Some publishers had concerns that the bundle would not produce meaningful revenue but would cannibalize their own subscription businesses, though. Major subscription publications The New York Times and Washington Post opted out of the bundle.

Apple gave away Plus for free for the first month, and in its first two days, it reportedly had about 200,000 subscribers, which is about what Texture had. But three months in, publishing execs who spoke for this article said the subscription revenue they'd gotten from the service was underwhelming based on two months of data after the trial ended.

Some publishers have called the revenue underwhelming

One publishing exec said Apple projected publishers would get 10 times the revenue they made from Texture at the end of Apple News Plus' first year. "It's one twentieth of what they said," the exec said. "It isn't coming true."

Other publishers said their subscription revenue from Plus was lower than or on a par with what they got on Texture, which was small as a subscription driver to begin with.

Journal execs weren't available for comment for this article but an exec there said in June that Plus had had minimal impact on the Journal's existing subscription business.

"We're very comfortable - it hasn't had much of an impact on the core business," Suzi Watford said at the time. "It is a very different experience reading The Wall Street Journal on Apple News versus reading it on our platform."

Apple declined to comment for this story.

Some publishing execs said Apple News' team had solicited input from them in meetings since the product's launch. Those meetings have included Peter Stern, an Apple VP working on its cloud services; and Liz Schimel, head of news business at Apple News.

People in those meetings said Apple acknowledged to them that users were confused about the difference between the free articles and the new paid content in Apple News.

"They said users are concerned about what is free and not," one publishing exec said.

Publishers also discussed workflow concerns. Some said the app's magazine-centric layout wasn't well-suited to news content. Execs also said they wanted Apple to make it easier for them to convert their magazine content for the app. Another wanted the app to encourage users to spend more time in a given publication, since publications are paid based on the time users spend with them.

Apple is on a listening tour and tweaking the product

Apple said it's working on making the product more intuitive for users while addressing publisher-side concerns, the execs said.

Some expressed surprise that while Apple is known for taking a perfectionist approach toward its phones and other hardware, Apple News Plus seemed to be unfinished.
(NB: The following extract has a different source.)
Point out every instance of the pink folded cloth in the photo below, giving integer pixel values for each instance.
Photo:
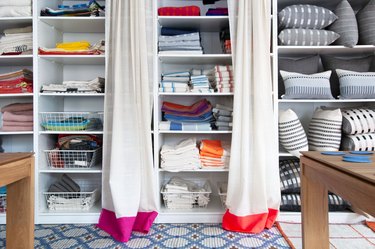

An opening for Apple News subscriptions marketing lead on LinkedIn wasn't posted until May 8, two weeks after the product launched, and was still open as of June 28. Apple doesn't seem to have promoted Plus apart from putting Plus-labeled stories in front of users of the free part of Apple News.

"I don't think they're putting their full effort behind it," one exec said.

Some publishers nevertheless remain optimistic that there's a big chance to sell a lot of magazine subscriptions through Apple if it really promotes Plus and works out the kinks. Some made comparisons with Apple Music, which launched back in 2015 but reportedly surpassed Spotify in the US earlier this year. (The rebuttal to that is that there's no natural demand for Plus as there is with music, though. As one exec said: "No one wants all-you-can-eat magazine content.")

Andy Wilson, SVP at Meredith, with mass-market magazines like Better Homes and Gardens and Parents, said the publisher had dedicated a 15- to 20-person team, the size of a small website staff, to make sure its 30-plus magazines looked as good as possible when they appeared in Plus.

"I think it's a significant opportunity to lean into a premium product and present it in a mobile format," he said.